Barber-Rotenberg Julie S, Selvanathan Saravana P, Kong Yali, Erkizan Hayriye V, Snyder Tara M, Hong S Peter, Kobs Christina L, South Natalie L, Summer Steven, Monroe Philip J, Chruszcz Maksymilian, Dobrev Veselin, Tosso Perrer N, Scher Lauren J, Minor Wladek, Brown Milton L, Metallo Steven J, Üren Aykut, Toretsky Jeffrey A
Department of Oncology, Georgetown University Lombardi Comprehensive Cancer Center, Washington, DC, USA.
Oncotarget. 2012 Feb;3(2):172-82. doi: 10.18632/oncotarget.454.

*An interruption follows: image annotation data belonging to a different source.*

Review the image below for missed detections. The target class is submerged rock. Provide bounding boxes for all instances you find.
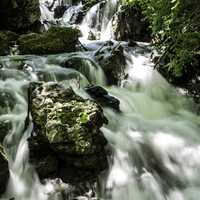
[0,144,9,196]
[18,27,79,55]
[0,31,18,56]
[29,83,107,182]
[85,85,120,111]
[0,0,40,32]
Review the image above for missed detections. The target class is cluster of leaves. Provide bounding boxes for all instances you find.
[124,0,200,80]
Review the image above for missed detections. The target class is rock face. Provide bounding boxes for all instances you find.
[29,83,107,182]
[95,41,126,85]
[18,27,79,55]
[85,85,120,111]
[0,31,18,56]
[0,0,40,32]
[0,144,9,196]
[112,7,150,42]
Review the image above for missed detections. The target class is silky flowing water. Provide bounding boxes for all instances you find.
[0,0,200,200]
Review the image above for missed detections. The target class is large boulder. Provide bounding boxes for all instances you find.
[0,0,40,32]
[0,144,9,196]
[18,27,79,55]
[112,6,151,42]
[29,83,107,182]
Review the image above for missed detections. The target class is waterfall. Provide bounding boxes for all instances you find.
[0,0,200,200]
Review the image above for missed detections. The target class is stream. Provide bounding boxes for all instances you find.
[0,0,200,200]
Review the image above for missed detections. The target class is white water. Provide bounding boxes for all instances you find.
[0,1,200,200]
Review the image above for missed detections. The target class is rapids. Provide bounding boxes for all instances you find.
[0,0,200,200]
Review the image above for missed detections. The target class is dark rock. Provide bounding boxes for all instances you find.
[18,27,79,55]
[95,41,126,85]
[0,144,9,196]
[112,6,151,44]
[54,5,69,18]
[28,83,107,182]
[0,120,12,144]
[85,85,120,111]
[0,89,16,115]
[0,31,18,56]
[0,0,40,32]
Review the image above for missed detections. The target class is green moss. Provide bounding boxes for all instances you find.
[32,83,104,155]
[0,143,8,161]
[18,27,79,55]
[0,31,18,56]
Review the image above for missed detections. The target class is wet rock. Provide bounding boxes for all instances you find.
[112,6,151,44]
[29,83,107,182]
[0,120,12,143]
[85,85,120,111]
[0,144,9,196]
[82,0,103,10]
[18,27,79,55]
[95,41,126,85]
[0,0,40,32]
[0,89,16,115]
[0,31,18,56]
[54,5,68,18]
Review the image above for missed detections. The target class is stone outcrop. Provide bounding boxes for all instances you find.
[112,6,151,43]
[0,31,18,56]
[29,83,107,182]
[0,0,40,33]
[0,144,9,196]
[94,41,126,85]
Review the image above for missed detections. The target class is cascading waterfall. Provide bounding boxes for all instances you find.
[0,0,200,200]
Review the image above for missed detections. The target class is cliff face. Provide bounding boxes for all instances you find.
[0,0,40,32]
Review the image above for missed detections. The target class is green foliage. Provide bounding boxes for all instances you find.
[124,0,200,79]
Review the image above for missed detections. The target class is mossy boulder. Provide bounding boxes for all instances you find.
[0,144,9,196]
[18,27,80,55]
[29,83,107,181]
[0,0,40,32]
[112,5,151,43]
[82,0,102,10]
[0,31,18,56]
[94,41,126,85]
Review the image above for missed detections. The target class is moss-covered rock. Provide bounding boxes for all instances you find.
[18,27,79,55]
[0,144,9,196]
[95,41,126,85]
[0,31,18,56]
[29,83,107,182]
[0,0,40,32]
[112,6,151,42]
[82,0,102,10]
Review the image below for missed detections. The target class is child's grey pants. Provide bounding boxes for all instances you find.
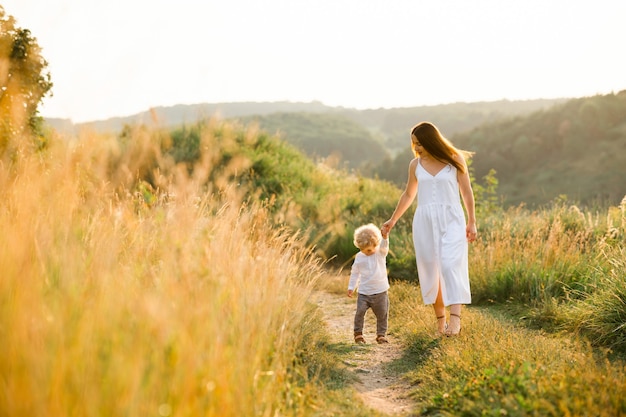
[354,291,389,336]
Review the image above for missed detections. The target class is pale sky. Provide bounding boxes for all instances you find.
[0,0,626,122]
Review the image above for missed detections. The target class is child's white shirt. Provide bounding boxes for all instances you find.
[348,238,389,295]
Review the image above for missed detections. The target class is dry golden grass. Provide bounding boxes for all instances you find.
[0,132,320,416]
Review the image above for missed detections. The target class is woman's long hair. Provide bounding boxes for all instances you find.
[411,122,474,173]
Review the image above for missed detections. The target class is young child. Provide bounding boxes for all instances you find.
[348,223,389,343]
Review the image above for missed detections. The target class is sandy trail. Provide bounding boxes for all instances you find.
[316,291,414,416]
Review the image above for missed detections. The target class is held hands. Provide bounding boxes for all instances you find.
[380,219,395,239]
[465,223,478,242]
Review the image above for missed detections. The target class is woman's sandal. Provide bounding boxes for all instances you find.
[446,313,461,336]
[437,315,448,335]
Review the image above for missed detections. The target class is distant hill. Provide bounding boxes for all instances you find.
[46,99,565,171]
[451,90,626,205]
[239,113,389,169]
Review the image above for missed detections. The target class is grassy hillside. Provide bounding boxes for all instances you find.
[452,91,626,206]
[0,115,626,417]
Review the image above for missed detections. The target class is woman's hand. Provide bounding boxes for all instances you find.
[465,223,478,242]
[380,219,396,236]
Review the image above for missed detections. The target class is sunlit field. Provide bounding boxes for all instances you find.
[0,128,330,416]
[0,120,626,416]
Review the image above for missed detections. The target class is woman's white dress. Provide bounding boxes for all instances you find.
[413,160,472,306]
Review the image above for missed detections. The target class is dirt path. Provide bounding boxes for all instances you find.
[316,291,413,416]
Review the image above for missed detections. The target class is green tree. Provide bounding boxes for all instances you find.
[0,6,52,154]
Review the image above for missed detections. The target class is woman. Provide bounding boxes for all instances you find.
[382,122,477,336]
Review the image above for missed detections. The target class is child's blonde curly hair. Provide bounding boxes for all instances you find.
[354,223,383,249]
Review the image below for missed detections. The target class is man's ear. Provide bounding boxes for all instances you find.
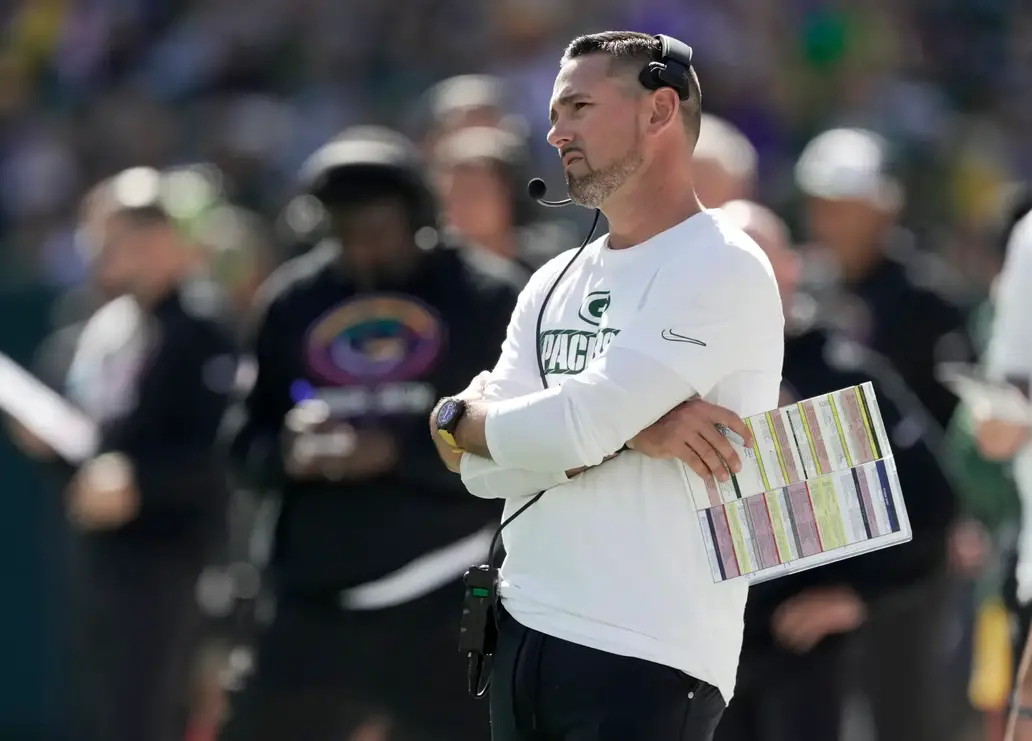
[648,88,681,134]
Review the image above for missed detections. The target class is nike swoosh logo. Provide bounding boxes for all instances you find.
[660,329,706,348]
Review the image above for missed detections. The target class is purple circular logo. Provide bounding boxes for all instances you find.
[305,295,444,386]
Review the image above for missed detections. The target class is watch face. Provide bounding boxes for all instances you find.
[438,401,458,428]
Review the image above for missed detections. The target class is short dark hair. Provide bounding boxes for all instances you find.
[559,31,703,141]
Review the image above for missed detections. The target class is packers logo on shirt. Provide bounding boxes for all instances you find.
[578,291,610,327]
[541,329,620,376]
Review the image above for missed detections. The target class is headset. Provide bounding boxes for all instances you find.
[459,34,691,699]
[526,33,692,208]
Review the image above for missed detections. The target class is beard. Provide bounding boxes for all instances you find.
[566,140,644,208]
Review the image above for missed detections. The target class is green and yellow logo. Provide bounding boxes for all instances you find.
[578,291,610,327]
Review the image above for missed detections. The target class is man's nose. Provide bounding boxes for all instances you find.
[548,122,573,150]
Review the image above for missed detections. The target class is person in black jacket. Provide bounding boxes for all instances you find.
[8,168,236,741]
[716,201,952,741]
[222,128,522,741]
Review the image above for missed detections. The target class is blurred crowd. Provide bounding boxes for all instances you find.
[6,0,1032,741]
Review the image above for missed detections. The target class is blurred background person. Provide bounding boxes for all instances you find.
[972,192,1032,740]
[6,168,236,741]
[412,74,527,159]
[691,114,759,208]
[222,127,523,741]
[796,129,972,741]
[796,129,971,429]
[716,200,950,741]
[433,127,573,276]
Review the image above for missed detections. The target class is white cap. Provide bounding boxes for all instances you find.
[796,129,902,211]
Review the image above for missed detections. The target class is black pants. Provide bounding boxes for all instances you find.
[715,639,845,741]
[490,611,724,741]
[858,571,949,741]
[68,549,201,741]
[220,582,489,741]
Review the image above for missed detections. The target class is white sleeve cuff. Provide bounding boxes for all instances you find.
[459,453,570,500]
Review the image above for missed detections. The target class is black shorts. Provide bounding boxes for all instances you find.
[220,583,489,741]
[490,610,724,741]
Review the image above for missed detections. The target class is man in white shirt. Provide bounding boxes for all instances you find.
[431,32,784,741]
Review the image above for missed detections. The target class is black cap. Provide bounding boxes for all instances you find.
[298,126,437,229]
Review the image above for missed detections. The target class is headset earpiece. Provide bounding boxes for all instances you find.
[638,34,691,100]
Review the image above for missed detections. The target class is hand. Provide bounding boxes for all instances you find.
[430,371,491,474]
[771,587,867,653]
[975,419,1029,461]
[5,417,56,460]
[68,453,139,530]
[627,398,752,481]
[284,401,357,480]
[949,518,989,577]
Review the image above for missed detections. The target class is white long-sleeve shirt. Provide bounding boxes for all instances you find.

Oncogenic fusion proteins, such as EWS-FLI1, are excellent therapeutic targets as they are only located within the tumor. However, there are currently no agents targeted toward transcription factors, which are often considered to be 'undruggable.' A considerable body of evidence is accruing that refutes this claim based upon the intrinsic disorder of transcription factors. Our previous studies show that RNA Helicase A (RHA) enhances the oncogenesis of EWS-FLI1, a putative intrinsically disordered protein. Interruption of this protein-protein complex by small molecule inhibitors validates this interaction as a unique therapeutic target. Single enantiomer activity from a chiral compound has been recognized as strong evidence for specificity in a small molecule-protein interaction. Our compound, YK-4-279, has a chiral center and can be separated into two enantiomers by chiral HPLC. We show that there is a significant difference in activity between the two enantiomers. (S)-YK-4-279 is able to disrupt binding between EWS-FLI1 and RHA in an immunoprecipitation assay and blocks the transcriptional activity of EWS-FLI1, while (R)-YK-4-279 cannot. Enantiospecific effects are also established in cytotoxicity assays and caspase assays, where up to a log-fold difference is seen between (S)-YK-4-279 and the racemic YK-4-279. Our findings indicate that only one enantiomer of our small molecule is able to specifically target a protein-protein interaction. This work is significant for its identification of a single enantiomer effect upon a protein interaction suggesting that small molecule targeting of intrinsically disordered proteins can be specific. Furthermore, proving YK-4-279 has only one functional enantiomer will be helpful in moving this compound towards clinical trials.
致癌融合蛋白,如EWS-FLI1,是极佳的治疗靶点,因为它们仅存在于肿瘤内。然而,目前尚无针对转录因子的药物,转录因子通常被认为是“不可成药的”。越来越多的证据表明,基于转录因子的内在无序性,这一观点并不成立。我们之前的研究表明,RNA解旋酶A(RHA)增强了EWS-FLI1(一种假定的内在无序蛋白)的致癌作用。小分子抑制剂对这种蛋白质-蛋白质复合物的干扰证实了这种相互作用是一个独特的治疗靶点。手性化合物的单一对映体活性已被视为小分子-蛋白质相互作用具有特异性的有力证据。我们的化合物YK-4-279有一个手性中心,可通过手性高效液相色谱法分离为两种对映体。我们发现两种对映体之间的活性存在显著差异。在免疫沉淀试验中,(S)-YK-4-279能够破坏EWS-FLI1与RHA之间的结合,并阻断EWS-FLI1的转录活性,而(R)-YK-4-279则不能。在细胞毒性试验和半胱天冬酶试验中也确立了对映体特异性效应,(S)-YK-4-279与外消旋YK-4-279之间的差异高达一个对数倍。我们的研究结果表明,我们的小分子只有一种对映体能够特异性靶向蛋白质-蛋白质相互作用。这项工作意义重大,因为它确定了单一对映体对蛋白质相互作用的影响,表明小分子靶向内在无序蛋白可以具有特异性。此外,证明YK-4-279只有一种功能性对映体将有助于推动该化合物进入临床试验。